Time, it seems, really does change everything.
And having recently re-watched Taxi Driver, a movie that I viewed with greedy regularity as a teen, this truism was emphasised in a famously bloody manner. I used to regard Travis Bickle simply as a gun-happy nut-case – but this time he seemed a gun-happy nut-case for whom I felt vast pangs of sympathy and empathy.
This is a fairly major volte-face, but such is life’s ever-bewildering array of unexpected re-alignments. Take 80’s jangle-Indie, a genre of music that always had a foot firmly planted on the twin touchstones of miserablism and quasi-reluctant fun – but for its exponents at the time, probably only provided doses of one or the other.
Maybe We Can’t Enjoy Ourselves can utilise the chasm of time between then and now to recognise this and appreciate both at once. Their moniker is clearly ironic, or at least hopelessly misguided – songs like Miss Maris Morris is the sound of a band half-shaking off the societal shackles of self-consciousness and having a thoroughly good time.

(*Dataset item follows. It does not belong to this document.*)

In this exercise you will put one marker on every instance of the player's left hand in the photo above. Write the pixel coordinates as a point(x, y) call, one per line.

Lifting sounds liberally and smartly from The Smiths‘ fey pop jangle, the song jerks with awkward abandon from one breathless, clammy chord-change to the next.
The bass is elastic and sprightly with puppy-dog enthusiasm, and the words are yelped with the happily careless nature of someone who is confident the world isn’t listening – except of course, that the world is listening, and they know it. Don’t let them fool you, too – We Can’t Enjoy Ourselves are a rousing, cheerful blast.